Propane or Heating Oil - What Is The Best Alternative In A Colder Climate

November 25, 2019

Is Propane or Heating Oil Better in Colder Climate

Propane furnaces offer best-in-class efficiency, with ratings from 90 to 98 percent, and will provide comfortable, even, and consistent heat during even the coldest weather. Propane-powered boilers offer efficiency, space savings, and the versatility to provide space heating, water heating, and even snow melt. Even in the coldest, outdoor climates where a dual-fuel hybrid system is used, propane improves the efficiency and comfort of air- or ground-source heat pump systems and further protects homeowners from rising utility costs. Explore the many ways in which propane outperforms fuel oil in the Northeastern part of the U.S.

A high-efficiency propane furnace paired with a standard central air-conditioning system yields upfront savings and competitive energy costs. Across the 15 heating systems evaluated, the four heating oil systems had the highest energy costs for new homes in cold climates.

Installing a GSHP with a backup propane furnace (40/60 load split) in cold-climate regions significantly reduced initial costs by decreasing the size of the GSHP’s loop field. As one might expect, adding the propane backup increased the system’s energy cost; but the propane backup reduced the rate of payback from energy savings by up to 13 years, compared with a standard GSHP setup.

In cold-climate regions, replacing an air source heat pump (ASHP) with a high-efficiency propane furnace had an immediate payback compared with a standard efficiency ASHP because the high-efficiency propane furnace was less expensive to purchase, install and operate.

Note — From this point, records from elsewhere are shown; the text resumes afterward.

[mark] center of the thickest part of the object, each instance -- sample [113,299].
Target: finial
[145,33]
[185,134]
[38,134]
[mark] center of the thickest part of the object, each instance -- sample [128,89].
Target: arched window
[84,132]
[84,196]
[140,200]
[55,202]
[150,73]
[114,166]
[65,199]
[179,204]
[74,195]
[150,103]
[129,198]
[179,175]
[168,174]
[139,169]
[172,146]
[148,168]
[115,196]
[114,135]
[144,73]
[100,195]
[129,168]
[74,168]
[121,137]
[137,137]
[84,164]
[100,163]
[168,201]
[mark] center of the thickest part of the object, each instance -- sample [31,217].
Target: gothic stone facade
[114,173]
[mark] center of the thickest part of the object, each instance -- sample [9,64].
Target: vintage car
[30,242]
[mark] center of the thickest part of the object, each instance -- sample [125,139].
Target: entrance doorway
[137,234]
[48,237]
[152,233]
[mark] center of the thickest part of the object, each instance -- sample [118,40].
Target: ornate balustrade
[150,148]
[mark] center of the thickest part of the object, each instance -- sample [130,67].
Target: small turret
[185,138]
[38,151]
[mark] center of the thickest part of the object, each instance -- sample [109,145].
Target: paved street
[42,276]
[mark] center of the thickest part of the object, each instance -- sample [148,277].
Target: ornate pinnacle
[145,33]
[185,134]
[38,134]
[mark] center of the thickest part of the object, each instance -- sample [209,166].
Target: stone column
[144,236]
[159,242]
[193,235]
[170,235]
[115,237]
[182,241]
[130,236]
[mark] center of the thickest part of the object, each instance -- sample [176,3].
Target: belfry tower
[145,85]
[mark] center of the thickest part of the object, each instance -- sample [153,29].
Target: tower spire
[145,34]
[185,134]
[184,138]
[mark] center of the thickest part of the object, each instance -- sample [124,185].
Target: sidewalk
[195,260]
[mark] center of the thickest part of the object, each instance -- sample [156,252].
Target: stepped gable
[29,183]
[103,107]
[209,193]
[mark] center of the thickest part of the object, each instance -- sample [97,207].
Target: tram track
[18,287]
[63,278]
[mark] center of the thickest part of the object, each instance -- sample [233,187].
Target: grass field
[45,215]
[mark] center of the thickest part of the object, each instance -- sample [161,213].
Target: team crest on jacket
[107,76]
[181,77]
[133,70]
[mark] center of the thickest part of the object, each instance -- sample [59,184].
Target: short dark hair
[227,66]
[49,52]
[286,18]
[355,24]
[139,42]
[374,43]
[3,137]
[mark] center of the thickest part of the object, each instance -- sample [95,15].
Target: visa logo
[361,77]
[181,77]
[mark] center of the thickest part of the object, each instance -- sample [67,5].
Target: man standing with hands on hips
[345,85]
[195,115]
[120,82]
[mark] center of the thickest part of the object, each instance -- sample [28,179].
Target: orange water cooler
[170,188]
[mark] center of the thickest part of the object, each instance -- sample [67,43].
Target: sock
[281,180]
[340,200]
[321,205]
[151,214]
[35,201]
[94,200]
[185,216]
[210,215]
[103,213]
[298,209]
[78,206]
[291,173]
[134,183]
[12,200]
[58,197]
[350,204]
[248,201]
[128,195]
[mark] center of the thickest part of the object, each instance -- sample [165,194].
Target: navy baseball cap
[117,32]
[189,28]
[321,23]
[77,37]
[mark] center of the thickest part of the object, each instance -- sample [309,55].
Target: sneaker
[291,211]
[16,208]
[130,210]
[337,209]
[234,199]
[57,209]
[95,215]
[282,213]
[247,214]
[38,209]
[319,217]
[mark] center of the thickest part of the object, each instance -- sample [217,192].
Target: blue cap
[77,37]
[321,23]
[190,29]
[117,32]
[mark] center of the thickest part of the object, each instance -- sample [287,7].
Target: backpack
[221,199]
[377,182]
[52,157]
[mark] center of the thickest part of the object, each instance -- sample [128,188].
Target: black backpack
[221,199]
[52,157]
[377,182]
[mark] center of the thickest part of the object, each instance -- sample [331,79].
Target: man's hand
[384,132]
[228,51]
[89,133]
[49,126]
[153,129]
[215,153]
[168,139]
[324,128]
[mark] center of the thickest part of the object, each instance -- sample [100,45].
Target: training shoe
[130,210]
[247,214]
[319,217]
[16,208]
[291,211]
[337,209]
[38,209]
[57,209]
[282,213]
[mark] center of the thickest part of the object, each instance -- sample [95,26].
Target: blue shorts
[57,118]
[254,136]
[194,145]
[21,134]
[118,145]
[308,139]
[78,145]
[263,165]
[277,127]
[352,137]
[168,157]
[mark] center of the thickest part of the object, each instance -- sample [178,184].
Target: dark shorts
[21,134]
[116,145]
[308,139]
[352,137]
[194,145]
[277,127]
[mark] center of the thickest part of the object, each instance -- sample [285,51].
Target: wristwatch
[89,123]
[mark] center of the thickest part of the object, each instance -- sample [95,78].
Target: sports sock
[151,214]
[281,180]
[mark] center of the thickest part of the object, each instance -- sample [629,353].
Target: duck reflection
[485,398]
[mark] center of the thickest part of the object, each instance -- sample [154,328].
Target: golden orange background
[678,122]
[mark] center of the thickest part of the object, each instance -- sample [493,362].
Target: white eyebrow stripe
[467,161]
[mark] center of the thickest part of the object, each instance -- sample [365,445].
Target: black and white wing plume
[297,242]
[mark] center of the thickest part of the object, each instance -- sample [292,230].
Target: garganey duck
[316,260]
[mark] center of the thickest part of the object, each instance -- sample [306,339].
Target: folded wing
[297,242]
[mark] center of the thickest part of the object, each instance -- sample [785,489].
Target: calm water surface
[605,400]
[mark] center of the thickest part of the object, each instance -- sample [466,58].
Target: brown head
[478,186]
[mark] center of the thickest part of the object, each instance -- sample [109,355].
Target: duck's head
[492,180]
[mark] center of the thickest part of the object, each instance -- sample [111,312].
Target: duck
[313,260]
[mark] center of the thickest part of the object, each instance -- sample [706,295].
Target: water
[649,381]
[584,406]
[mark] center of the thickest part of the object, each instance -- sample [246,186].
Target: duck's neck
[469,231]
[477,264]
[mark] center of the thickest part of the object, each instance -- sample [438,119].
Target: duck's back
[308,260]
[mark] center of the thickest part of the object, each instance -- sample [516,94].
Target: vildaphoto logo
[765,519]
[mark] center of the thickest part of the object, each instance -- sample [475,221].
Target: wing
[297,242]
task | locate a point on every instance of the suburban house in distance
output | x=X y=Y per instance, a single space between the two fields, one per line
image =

In a mixed or cold climate, replacing an old propane furnace with a high-efficiency propane furnace, instead of a standard efficiency one, produced a faster payback than any other option considered. This included standard- and high-efficiency ASHPs, GSHPs, high-efficiency oil furnaces, and ASHPs with propane backups. On average, the payback period of a high-efficiency propane furnace was merely 1.2 years in both climate regions.

Based on simulations performed with the U.S. Department of Energy’s EnergyPlus software, an analysis of supply temperatures from propane forced-air furnaces versus electric ASHPs revealed superior performance for the propane system in hot-dry, mixed-humid, and cold climate zones. ASHPs operating in heating mode are expected to supply air that feels cold (i.e., ≤ 100 degrees Fahrenheit) approximately 60-65 percent of the time in mixed-humid and cold climates, with supply temperatures decreasing as outdoor temperature decreases. 

Comfort, low upfront costs, and long-term energy savings are the top reasons homeowners choose one system over another. Some homeowners also consider the effect their homes have on the environment. Construction professionals can remind buyers that propane systems are able to operate at a lower carbon dioxide (CO2) emissions rate than systems running on electricity or heating oil.

For example, the study showed that a high-efficiency heating oil furnace caused 15 percent higher CO2 emissions than a high- efficiency propane furnace. That propane furnace operating for 20 years would avert as much CO2 as 514 tree seedlings could sequester in 10 years.